Chapter 10: Deployment
Taking PCCL from Lab to Production
🚀 The Restaurant Analogy
A recipe that works in your kitchen might fail in a restaurant. You need: consistent ingredients, trained staff, backup plans, health inspections.
Deploying PCCL is similar: what works on your laptop needs hardening for production!
Deployment Checklist
💡 Before You Deploy
- ☐ Network connectivity verified between all peers
- ☐ Firewall rules configured (ports open)

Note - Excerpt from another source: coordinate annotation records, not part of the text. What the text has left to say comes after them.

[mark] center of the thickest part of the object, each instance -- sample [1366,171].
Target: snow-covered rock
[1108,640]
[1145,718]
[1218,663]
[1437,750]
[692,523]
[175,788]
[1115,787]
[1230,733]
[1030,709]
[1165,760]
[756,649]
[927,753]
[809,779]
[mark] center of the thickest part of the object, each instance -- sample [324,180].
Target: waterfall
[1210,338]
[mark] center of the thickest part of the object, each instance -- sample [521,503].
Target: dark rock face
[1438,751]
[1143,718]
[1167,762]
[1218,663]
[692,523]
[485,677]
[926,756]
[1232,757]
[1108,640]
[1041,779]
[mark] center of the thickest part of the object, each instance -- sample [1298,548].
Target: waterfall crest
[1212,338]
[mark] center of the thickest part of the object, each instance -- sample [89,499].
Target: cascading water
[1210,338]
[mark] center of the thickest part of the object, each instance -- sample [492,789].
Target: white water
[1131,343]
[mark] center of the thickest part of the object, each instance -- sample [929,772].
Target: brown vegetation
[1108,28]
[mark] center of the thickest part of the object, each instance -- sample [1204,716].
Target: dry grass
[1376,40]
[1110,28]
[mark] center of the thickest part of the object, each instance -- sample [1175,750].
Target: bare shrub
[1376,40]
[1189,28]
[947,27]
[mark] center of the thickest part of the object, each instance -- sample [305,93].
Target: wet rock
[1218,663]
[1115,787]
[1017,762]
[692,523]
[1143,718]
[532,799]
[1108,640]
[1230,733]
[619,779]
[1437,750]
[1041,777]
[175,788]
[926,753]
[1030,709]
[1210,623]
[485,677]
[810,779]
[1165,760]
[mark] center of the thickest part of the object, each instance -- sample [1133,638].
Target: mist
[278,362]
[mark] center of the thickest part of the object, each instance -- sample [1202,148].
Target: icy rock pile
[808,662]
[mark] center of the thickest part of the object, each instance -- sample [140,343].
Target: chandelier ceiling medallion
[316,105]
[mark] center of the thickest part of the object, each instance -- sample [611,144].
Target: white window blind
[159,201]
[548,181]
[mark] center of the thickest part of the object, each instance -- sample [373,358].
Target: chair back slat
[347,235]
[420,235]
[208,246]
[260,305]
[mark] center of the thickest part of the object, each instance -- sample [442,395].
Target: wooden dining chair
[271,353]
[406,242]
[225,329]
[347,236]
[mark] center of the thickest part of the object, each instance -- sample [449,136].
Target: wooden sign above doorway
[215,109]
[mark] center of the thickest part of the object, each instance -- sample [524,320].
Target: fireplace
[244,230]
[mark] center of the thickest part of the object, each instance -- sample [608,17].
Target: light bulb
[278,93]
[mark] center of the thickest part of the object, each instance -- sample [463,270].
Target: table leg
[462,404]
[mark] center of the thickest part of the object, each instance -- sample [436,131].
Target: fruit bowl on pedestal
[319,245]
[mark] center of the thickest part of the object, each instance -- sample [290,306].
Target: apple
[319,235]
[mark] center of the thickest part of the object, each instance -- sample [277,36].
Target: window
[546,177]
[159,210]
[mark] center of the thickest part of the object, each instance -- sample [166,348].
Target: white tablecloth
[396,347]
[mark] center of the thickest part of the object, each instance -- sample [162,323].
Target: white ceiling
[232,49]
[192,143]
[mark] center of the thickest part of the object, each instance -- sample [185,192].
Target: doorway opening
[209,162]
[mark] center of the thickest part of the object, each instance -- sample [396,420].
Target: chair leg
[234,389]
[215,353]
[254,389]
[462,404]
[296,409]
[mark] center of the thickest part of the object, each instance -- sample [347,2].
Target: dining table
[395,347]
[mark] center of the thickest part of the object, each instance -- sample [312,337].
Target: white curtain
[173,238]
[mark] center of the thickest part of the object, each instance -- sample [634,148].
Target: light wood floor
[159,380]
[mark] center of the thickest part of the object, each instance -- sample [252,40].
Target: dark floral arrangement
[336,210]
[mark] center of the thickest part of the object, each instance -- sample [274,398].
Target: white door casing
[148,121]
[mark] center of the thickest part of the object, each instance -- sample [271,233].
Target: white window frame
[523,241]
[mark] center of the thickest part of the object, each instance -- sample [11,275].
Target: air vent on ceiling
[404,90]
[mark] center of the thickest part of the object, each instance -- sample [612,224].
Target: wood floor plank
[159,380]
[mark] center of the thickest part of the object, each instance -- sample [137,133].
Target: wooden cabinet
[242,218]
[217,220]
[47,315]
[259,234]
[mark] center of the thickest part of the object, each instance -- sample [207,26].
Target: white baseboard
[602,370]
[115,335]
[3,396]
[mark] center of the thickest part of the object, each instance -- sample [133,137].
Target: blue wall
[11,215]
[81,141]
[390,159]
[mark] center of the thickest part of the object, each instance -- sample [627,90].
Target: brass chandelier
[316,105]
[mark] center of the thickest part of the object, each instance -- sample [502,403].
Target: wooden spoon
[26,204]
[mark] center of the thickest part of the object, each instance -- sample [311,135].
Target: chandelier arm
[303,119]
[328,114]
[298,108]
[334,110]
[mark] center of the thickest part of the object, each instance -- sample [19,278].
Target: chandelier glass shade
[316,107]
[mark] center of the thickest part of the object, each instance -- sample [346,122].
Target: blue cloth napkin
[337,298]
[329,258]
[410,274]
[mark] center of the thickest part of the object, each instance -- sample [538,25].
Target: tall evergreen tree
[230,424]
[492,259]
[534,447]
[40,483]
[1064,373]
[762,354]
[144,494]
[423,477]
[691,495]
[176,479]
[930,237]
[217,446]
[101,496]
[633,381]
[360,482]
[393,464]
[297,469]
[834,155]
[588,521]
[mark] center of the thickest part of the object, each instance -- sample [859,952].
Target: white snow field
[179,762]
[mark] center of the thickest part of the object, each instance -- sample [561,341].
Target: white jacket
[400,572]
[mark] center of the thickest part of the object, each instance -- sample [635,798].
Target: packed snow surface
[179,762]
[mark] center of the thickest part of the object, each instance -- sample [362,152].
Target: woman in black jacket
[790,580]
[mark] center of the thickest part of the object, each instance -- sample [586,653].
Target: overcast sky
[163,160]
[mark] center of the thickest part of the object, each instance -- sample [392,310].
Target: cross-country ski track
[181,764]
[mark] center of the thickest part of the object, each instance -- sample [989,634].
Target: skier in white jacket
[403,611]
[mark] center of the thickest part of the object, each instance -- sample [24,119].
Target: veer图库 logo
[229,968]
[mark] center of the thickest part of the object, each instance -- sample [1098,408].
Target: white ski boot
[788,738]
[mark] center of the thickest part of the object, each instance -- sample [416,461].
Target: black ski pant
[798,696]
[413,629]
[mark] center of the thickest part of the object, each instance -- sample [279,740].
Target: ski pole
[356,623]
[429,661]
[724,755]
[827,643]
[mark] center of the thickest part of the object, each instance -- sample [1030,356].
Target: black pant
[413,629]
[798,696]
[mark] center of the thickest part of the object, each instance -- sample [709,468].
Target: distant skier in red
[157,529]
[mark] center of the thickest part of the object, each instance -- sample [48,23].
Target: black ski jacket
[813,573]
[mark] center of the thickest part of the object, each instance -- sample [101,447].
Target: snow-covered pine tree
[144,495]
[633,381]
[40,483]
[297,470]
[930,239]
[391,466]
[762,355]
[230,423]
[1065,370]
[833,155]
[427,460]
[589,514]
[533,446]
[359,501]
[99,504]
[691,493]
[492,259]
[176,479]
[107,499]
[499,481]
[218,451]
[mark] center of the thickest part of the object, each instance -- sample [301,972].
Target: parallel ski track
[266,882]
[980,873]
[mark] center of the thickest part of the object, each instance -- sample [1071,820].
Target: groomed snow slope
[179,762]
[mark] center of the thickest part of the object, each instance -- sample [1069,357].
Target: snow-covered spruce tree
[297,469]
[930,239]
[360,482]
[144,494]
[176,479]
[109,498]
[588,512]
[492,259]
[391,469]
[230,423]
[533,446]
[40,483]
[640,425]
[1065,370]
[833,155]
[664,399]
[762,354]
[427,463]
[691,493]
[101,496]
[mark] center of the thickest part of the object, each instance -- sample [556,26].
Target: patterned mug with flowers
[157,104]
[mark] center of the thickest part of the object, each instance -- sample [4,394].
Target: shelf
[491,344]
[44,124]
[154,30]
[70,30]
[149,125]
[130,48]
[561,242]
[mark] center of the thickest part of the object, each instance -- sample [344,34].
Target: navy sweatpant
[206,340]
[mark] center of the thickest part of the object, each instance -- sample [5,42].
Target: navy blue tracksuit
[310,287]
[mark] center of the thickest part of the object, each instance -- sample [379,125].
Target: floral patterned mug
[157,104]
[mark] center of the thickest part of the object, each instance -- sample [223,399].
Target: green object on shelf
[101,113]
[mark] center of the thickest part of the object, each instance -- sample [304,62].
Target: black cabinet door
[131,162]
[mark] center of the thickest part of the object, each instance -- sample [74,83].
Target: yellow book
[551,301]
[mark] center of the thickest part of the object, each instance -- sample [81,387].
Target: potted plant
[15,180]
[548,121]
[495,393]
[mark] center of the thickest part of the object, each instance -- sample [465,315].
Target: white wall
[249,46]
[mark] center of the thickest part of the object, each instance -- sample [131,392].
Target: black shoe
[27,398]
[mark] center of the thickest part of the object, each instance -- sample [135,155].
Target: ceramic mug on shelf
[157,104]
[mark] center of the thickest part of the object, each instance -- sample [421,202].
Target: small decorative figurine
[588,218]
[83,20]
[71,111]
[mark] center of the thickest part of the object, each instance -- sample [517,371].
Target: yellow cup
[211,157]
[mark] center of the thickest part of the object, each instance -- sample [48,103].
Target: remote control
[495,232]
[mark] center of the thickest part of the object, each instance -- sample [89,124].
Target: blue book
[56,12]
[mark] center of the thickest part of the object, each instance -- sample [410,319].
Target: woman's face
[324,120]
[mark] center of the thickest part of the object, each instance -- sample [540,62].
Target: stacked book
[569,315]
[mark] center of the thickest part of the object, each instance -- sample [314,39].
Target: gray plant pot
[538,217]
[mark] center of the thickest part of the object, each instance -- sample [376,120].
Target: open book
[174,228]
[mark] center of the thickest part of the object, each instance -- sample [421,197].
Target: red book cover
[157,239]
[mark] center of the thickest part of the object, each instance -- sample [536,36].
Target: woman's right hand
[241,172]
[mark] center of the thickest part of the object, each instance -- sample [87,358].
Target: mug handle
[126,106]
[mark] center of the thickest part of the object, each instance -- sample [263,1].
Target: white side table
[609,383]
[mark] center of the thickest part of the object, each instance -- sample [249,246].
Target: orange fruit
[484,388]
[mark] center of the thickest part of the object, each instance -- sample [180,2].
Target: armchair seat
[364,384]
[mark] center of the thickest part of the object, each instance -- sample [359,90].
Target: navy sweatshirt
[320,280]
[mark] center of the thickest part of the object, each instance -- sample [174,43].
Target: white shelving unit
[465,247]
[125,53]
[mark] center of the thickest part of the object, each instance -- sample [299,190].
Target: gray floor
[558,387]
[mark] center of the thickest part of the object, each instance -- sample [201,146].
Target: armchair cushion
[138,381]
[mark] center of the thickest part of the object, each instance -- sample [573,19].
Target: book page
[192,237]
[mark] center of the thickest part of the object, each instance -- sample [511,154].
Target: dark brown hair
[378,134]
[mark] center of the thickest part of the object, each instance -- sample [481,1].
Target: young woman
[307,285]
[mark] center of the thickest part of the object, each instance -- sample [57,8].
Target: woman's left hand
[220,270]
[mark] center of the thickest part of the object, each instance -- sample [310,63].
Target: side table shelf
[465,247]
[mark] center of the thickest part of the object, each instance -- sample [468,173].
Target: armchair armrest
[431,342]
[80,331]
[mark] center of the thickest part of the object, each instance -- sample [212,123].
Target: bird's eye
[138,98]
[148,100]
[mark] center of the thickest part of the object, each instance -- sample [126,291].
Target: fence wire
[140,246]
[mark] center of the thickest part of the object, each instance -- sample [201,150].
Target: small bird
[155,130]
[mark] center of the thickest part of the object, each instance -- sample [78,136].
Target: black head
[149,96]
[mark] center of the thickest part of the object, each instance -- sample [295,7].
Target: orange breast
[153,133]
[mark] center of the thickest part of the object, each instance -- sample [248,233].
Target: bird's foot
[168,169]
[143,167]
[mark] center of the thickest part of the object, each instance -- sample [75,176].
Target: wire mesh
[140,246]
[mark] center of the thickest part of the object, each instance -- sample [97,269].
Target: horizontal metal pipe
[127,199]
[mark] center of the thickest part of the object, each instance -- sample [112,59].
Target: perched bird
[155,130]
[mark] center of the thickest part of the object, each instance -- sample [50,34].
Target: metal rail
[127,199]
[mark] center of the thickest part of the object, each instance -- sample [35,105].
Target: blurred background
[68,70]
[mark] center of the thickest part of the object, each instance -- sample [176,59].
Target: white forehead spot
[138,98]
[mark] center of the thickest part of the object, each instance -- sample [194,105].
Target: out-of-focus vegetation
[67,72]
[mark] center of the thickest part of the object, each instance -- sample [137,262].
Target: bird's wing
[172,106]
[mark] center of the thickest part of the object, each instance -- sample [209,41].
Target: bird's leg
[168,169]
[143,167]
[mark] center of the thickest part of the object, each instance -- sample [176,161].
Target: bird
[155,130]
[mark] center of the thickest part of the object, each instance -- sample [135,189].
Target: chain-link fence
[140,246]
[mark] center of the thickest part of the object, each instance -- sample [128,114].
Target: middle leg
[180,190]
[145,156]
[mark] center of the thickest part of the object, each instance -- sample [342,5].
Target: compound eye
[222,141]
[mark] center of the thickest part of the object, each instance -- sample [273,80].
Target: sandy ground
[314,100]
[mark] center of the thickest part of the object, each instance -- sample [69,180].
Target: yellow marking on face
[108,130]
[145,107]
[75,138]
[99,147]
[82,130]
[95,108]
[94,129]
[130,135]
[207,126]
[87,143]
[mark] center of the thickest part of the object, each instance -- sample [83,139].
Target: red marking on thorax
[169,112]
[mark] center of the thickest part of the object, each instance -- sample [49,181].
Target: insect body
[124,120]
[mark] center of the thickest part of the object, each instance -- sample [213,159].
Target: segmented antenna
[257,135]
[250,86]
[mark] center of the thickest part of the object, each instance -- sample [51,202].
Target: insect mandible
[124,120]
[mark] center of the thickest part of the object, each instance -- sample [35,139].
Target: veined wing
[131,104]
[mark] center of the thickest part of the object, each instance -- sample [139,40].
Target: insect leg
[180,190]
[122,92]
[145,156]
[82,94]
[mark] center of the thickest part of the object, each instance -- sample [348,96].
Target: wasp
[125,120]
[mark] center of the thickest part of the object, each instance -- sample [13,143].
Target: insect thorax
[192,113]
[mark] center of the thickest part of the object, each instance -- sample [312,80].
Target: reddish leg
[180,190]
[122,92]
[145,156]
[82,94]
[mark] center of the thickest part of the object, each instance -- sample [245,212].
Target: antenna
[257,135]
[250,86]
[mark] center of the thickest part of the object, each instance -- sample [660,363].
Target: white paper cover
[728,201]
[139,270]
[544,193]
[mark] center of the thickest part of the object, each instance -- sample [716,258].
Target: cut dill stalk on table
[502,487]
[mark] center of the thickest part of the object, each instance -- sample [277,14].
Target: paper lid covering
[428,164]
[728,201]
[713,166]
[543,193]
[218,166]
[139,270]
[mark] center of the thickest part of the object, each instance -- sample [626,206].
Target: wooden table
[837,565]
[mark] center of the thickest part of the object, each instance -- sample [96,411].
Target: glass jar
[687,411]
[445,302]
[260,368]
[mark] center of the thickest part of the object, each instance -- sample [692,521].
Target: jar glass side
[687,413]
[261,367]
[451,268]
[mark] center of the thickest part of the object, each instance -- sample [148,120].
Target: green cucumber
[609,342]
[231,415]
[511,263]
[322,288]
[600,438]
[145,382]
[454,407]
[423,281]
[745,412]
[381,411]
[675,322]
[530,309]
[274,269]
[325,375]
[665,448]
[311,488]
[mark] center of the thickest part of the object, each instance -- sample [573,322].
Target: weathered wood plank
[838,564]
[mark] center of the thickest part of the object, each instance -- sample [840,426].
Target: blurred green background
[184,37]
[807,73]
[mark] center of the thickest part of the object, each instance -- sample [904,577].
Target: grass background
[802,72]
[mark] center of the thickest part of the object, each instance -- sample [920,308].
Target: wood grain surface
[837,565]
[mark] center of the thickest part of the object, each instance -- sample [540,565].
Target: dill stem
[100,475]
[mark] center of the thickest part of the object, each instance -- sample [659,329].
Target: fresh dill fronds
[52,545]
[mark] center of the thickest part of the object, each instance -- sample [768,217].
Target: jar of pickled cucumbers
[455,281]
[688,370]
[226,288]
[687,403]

- ☐ Master node has stable IP/DNS
- ☐ Monitoring and alerting set up
- ☐ Checkpoint storage configured
- ☐ Rollback plan documented
Network Requirements
| Requirement | Minimum | Recommended |
|---|---|---|
| Bandwidth | 100 Mbps | 1 Gbps+ |
| Latency (RTT) | <500ms | <100ms |
| Packet Loss | <5% | <0.1% |
| Jitter | <50ms | <10ms |
Port Configuration
# Required ports (default)
Master coordination: TCP 7117
P2P data transfer: TCP 7118-7150 (range for multiple peers)
Heartbeat: UDP 7117
# Firewall rules (iptables example)
iptables -A INPUT -p tcp --dport 7117:7150 -j ACCEPT
iptables -A INPUT -p udp --dport 7117 -j ACCEPT
# Cloud security groups (AWS example)
aws ec2 authorize-security-group-ingress \
--group-id sg-xxx \
--protocol tcp \
--port 7117-7150 \
--cidr 0.0.0.0/0
Deployment Architectures
Option 1: Single Master (Simple)
Single Master Deployment
─────────────────────────────────────────────────────────────────────────
┌─────────────┐
│ MASTER │
│ (stable) │
└──────┬──────┘
│
┌─────────────────┼─────────────────┐
│ │ │
▼ ▼ ▼
┌─────────┐ ┌─────────┐ ┌─────────┐
│ Worker1 │◄─────►│ Worker2 │◄─────►│ Worker3 │
└─────────┘ └─────────┘ └─────────┘
P2P mesh for data transfer
Pros: Simple, easy to debug
Cons: Master is single point of failure
Option 2: Master with Failover
Master Failover Deployment
─────────────────────────────────────────────────────────────────────────
┌─────────────┐ ┌─────────────┐
│ MASTER │◄───────►│ STANDBY │
│ (active) │ sync │ (passive) │
└──────┬──────┘ └──────┬──────┘
│ │
└───────────┬───────────┘
│ VIP/DNS failover
▼
┌─────────────────────────────────┐
│ Workers │
└─────────────────────────────────┘
Pros: High availability
Cons: More complex, needs shared state
Option 3: Kubernetes Deployment
# pccl-master.yaml
apiVersion: apps/v1
kind: Deployment
metadata:
name: pccl-master
spec:
replicas: 1
selector:
matchLabels:
app: pccl-master
template:
spec:
containers:
- name: master
image: pccl/master:latest
ports:
- containerPort: 7117
env:
- name: PCCL_ROLE
value: "master"
---
apiVersion: v1
kind: Service
metadata:
name: pccl-master
spec:
selector:
app: pccl-master
ports:
- port: 7117
targetPort: 7117
type: LoadBalancer
Configuration Best Practices
# pccl_config.yaml
network:
master_host: "master.example.com"
master_port: 7117
heartbeat_interval_ms: 100
heartbeat_timeout_ms: 500
fault_tolerance:
enable_buffer_backup: true
checkpoint_interval_steps: 100
max_recovery_attempts: 3
performance:
ring_chunk_size: 4194304 # 4MB chunks
num_io_threads: 4
enable_compression: false # disable for LAN
logging:
level: "INFO"
file: "/var/log/pccl/worker.log"
max_size_mb: 100
Monitoring Setup
⚠️ Key Metrics to Monitor
- peer_count: Number of active peers (alert if drops)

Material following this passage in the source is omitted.